POR QUÉ BAD BUNNY MOLESTA TANTO A TRUMP

No fue solo música. Fue un mensaje.

El show de medio tiempo de Bad Bunny en el Super Bowl no fue un mitin político ni un discurso explícito. Y aun así, provocó una reacción inmediata del expresidente Donald Trump, quien lo calificó como “uno de los peores de la historia”. La pregunta no es si fue bueno o malo musicalmente, sino por qué incomodó tanto al poder.


NO FUE UN ATAQUE DIRECTO, FUE ALGO MÁS DIFÍCIL DE CONTROLAR

Bad Bunny no gritó consignas ni atacó nombres propios. Lo que hizo fue más sutil y, para muchos gobiernos, más peligroso: normalizó una identidad que suele ser tratada como marginal.

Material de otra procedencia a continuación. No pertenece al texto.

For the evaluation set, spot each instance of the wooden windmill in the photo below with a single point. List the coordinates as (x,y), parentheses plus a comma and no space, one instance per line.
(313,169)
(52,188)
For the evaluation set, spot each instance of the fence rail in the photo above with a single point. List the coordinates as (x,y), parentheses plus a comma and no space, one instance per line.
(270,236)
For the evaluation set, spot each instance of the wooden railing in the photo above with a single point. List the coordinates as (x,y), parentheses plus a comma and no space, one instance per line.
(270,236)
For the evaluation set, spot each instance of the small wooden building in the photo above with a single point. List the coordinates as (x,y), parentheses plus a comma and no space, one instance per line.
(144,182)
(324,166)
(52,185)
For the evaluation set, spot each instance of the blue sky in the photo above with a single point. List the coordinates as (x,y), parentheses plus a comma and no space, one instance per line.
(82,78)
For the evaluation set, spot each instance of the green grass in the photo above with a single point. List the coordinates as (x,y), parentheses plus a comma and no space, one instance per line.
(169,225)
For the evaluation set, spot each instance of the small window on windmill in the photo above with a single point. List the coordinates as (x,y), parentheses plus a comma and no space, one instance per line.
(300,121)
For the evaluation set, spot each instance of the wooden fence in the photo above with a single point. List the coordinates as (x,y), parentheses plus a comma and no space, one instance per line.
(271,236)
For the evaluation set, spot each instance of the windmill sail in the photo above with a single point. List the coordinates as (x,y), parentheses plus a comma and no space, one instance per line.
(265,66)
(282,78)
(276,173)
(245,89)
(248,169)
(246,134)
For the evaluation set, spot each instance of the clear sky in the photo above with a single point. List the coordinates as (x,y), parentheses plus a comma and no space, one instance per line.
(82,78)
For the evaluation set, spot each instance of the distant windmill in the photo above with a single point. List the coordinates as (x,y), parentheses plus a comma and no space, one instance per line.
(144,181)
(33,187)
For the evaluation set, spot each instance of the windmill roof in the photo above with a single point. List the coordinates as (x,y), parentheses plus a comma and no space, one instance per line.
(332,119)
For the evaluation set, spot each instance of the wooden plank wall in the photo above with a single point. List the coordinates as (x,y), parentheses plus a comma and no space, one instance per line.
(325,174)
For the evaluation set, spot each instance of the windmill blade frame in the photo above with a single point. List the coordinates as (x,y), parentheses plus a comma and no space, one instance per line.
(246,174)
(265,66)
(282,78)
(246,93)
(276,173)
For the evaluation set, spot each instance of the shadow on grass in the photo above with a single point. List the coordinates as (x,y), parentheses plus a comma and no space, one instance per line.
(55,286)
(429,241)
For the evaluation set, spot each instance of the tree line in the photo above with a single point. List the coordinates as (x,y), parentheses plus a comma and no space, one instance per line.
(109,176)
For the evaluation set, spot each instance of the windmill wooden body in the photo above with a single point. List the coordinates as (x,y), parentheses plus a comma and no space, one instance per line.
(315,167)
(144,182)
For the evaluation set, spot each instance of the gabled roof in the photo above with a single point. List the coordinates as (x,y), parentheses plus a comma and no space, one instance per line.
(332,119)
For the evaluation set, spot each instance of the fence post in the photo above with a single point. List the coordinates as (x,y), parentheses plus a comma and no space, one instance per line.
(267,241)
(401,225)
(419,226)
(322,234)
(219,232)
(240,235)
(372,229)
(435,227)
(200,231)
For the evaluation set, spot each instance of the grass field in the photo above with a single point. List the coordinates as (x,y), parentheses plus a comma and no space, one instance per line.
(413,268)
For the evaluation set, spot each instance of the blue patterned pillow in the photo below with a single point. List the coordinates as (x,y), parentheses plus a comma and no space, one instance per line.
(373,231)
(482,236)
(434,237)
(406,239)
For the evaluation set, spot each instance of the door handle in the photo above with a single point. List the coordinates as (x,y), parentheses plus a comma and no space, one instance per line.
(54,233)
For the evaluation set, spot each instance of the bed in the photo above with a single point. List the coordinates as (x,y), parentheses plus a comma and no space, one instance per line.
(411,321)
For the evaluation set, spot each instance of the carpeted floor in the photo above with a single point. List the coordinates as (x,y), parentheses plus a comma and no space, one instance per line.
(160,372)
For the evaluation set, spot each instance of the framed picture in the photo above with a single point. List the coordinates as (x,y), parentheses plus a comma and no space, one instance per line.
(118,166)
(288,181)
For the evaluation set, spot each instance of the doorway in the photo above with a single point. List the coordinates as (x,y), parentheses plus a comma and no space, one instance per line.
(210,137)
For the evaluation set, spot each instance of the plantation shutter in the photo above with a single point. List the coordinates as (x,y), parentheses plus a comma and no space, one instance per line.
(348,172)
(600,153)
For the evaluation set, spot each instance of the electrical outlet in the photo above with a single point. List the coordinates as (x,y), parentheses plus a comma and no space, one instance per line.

El idioma, la estética, los símbolos y la narrativa del show no pidieron permiso. Simplemente ocuparon el escenario más visto de Estados Unidos y dijeron, sin decirlo: estamos aquí.

EL IDIOMA TAMBIÉN ES POLÍTICO

Que gran parte del espectáculo fuera en español no debería ser controversial. Sin embargo, lo fue. La reacción de Trump —“nadie entiende lo que está diciendo”— no fue solo una crítica artística, sino un reflejo de una vieja tensión en Estados Unidos: quién pertenece y en qué idioma puede expresarse.

Con más de 45 millones de personas que hablan español en el país, el idioma dejó de ser una minoría cultural hace tiempo. Pero sigue siendo tratado como una provocación cuando ocupa espacios centrales.


BANDERAS, MAPAS Y UNA IDEA INCÓMODA

Uno de los momentos más comentados del show fue el desfile de banderas del continente americano, de sur a norte, incluyendo Canadá. En otro contexto habría sido leído como celebración. En el clima político actual, se interpretó como desafío.

El mensaje implícito fue claro: América no es solo una identidad, es muchas al mismo tiempo. Y eso choca con una visión política que insiste en jerarquías, fronteras rígidas y dominancia cultural.

CUANDO LA ALEGRÍA TAMBIÉN SE VUELVE RESISTENCIA

Hubo baile, colores, invitados, comunidad. Nada de eso es neutral. En contextos de tensión social, la alegría compartida también puede leerse como acto político.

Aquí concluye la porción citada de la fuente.